White Paper Title: 
How are event plume fluids generated?

Since the discovery of “event (mega) plumes” in 1986 on the Juan de Fuca Ridge, three additional ridge-crest eruptions on the JdF and Gorda Ridges have produced six separate event plumes with volumes ranging from ~15-120 km3. In addition, five additional plumes with some characteristics similar to event plumes have been observed worldwide, at spreading rates from 11 (Gakkel Ridge) to 140 (Manus Basin) mm/yr. In 2008, an eruption on the Northeast Lau Spreading Center created a unique set of multiple event plumes, smaller but chemically similar to all previous event plumes.

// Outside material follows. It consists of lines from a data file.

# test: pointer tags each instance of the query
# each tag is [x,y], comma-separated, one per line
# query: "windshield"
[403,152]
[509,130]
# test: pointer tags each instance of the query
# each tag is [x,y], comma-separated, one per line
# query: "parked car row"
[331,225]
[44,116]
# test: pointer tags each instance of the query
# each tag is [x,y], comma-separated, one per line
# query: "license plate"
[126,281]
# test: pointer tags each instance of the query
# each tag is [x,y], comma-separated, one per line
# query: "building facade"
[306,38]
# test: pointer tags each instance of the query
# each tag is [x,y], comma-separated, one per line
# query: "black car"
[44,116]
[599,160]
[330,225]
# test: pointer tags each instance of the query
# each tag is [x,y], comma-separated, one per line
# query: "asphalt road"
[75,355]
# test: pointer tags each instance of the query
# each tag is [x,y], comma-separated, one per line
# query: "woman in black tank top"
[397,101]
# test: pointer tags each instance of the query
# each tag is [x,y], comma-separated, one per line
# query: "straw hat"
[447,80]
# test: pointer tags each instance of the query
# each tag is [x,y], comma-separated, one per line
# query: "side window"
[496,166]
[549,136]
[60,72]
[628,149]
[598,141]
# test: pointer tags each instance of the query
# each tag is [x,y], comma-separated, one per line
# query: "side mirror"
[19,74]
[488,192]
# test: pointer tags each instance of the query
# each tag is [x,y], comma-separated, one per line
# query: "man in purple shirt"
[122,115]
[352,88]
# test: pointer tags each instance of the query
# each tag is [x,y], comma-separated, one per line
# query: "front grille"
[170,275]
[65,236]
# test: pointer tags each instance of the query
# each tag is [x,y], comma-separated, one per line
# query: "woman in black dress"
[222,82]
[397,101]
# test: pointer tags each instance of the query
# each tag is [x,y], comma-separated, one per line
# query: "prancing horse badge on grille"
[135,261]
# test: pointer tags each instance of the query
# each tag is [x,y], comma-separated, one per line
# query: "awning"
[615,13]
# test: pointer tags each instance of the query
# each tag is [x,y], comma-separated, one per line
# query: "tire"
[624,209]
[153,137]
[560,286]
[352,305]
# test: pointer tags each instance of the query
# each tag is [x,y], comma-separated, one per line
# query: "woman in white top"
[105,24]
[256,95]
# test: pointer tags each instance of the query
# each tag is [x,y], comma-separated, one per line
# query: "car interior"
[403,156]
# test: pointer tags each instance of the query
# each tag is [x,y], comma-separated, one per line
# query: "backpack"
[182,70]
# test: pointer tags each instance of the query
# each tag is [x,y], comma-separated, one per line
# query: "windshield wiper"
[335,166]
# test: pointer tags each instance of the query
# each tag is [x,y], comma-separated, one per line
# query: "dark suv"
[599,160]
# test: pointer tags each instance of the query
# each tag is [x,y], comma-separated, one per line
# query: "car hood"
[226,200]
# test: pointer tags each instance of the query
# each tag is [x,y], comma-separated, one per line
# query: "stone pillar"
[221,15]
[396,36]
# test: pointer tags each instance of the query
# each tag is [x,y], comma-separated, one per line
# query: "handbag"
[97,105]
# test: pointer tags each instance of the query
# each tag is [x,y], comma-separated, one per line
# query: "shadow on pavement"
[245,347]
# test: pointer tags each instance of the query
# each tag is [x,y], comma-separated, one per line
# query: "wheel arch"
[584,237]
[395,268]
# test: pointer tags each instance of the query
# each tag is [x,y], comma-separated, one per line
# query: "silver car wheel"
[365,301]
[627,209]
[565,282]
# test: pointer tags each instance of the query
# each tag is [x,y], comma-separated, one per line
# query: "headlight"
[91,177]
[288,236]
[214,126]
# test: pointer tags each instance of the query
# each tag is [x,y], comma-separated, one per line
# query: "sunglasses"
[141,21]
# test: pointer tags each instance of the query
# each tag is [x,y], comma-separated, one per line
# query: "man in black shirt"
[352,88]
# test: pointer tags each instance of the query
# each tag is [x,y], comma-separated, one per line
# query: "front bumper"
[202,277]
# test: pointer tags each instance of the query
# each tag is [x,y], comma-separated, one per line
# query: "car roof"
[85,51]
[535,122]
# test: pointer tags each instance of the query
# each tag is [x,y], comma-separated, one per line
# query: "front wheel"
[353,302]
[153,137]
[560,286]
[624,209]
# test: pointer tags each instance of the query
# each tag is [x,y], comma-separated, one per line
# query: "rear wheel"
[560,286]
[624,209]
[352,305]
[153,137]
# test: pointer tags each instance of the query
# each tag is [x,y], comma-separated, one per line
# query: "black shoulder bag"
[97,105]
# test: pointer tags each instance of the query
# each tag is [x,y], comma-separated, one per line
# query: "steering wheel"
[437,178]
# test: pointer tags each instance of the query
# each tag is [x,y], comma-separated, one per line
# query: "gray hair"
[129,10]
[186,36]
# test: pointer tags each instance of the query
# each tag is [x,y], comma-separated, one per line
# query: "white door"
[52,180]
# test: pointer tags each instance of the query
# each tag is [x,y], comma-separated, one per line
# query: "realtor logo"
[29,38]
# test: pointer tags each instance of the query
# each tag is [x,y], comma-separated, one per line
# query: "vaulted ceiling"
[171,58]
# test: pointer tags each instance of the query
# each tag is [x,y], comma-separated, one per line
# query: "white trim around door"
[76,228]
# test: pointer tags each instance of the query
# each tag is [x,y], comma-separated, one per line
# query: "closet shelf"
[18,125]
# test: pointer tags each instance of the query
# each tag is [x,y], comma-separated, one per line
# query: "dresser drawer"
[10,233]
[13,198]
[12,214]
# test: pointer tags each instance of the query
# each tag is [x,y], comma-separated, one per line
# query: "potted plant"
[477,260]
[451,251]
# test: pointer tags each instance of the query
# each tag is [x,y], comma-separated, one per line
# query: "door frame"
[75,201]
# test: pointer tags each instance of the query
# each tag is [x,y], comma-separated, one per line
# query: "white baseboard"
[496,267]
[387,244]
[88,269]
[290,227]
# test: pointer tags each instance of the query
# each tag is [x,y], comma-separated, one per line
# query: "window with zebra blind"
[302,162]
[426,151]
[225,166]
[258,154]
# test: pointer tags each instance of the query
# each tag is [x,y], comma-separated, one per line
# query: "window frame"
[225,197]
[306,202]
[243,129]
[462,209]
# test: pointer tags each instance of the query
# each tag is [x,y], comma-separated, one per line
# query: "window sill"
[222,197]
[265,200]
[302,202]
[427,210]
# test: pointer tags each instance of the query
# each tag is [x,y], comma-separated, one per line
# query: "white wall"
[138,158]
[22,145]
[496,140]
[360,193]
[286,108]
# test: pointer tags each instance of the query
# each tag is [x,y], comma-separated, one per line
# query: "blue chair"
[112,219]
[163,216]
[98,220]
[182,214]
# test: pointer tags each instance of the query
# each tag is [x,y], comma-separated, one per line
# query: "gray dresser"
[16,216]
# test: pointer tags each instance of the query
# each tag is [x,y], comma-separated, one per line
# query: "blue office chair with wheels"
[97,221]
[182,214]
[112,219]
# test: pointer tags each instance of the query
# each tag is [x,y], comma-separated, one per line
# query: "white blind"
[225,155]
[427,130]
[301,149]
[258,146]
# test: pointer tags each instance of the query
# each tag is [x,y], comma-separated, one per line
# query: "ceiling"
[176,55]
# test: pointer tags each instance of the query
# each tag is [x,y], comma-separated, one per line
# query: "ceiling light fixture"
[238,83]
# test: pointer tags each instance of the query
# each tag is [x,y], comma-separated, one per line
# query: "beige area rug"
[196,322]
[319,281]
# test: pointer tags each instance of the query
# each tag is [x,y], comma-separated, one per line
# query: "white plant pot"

The uniformity of event plumes and their unfailing association with seafloor eruptions testifies that the tectonic/volcanic processes that accompany eruptions include fundamental physical and chemical processes that are not yet understood. Candidate hypotheses must satisfy five principal characteristics of event plumes: (1) rapid (<~1 d) formation of plumes, (2) unique and consistent chemistry (low ratios of 3He and Mn to heat), (3) the occasional production of multiple event plumes, (4) lava-seawater interaction (basalt shards, high H2), and (5) lava and plume heat content correlated (~2:1, respectively) over two orders of magnitude.

Current hypotheses are divided between those that require the sudden release of hydrothermal fluids from the crust or melt, and those that require the rapid transfer of heat from cooling lava to seawater. Hypotheses requiring a combination of these processes are also possible, and perhaps likely. The fluid-release hypotheses require (1) large volumes (as much as ~0.1 km3) of hydrothermal fluid stored along, or created within, a few linear km of ridge crest, (2) fluids with a worldwide chemical uniformity greater than, and distinct from, black smoker discharge, and (3) very high bulk permeability in both the discharge and recharge zones. Lava-cooling hypotheses require (1) transfer of heat from lava to seawater much faster than possible by simple conductive cooling of a solid flow, and (2) consistently uniform (as ratioed to heat) extraction of 3He and Mn from both pillow and sheet lava flows.

An improved understanding of events that create new ocean crust will require the integration of existing field observations of events (perhaps reinterpreted) with new geological, chemical, and hydrodynamic models. Some specific issues include crustal permeability, storage of hot fluids in the crust, the role of magmatic volatiles, and lava-seawater interaction during an eruption.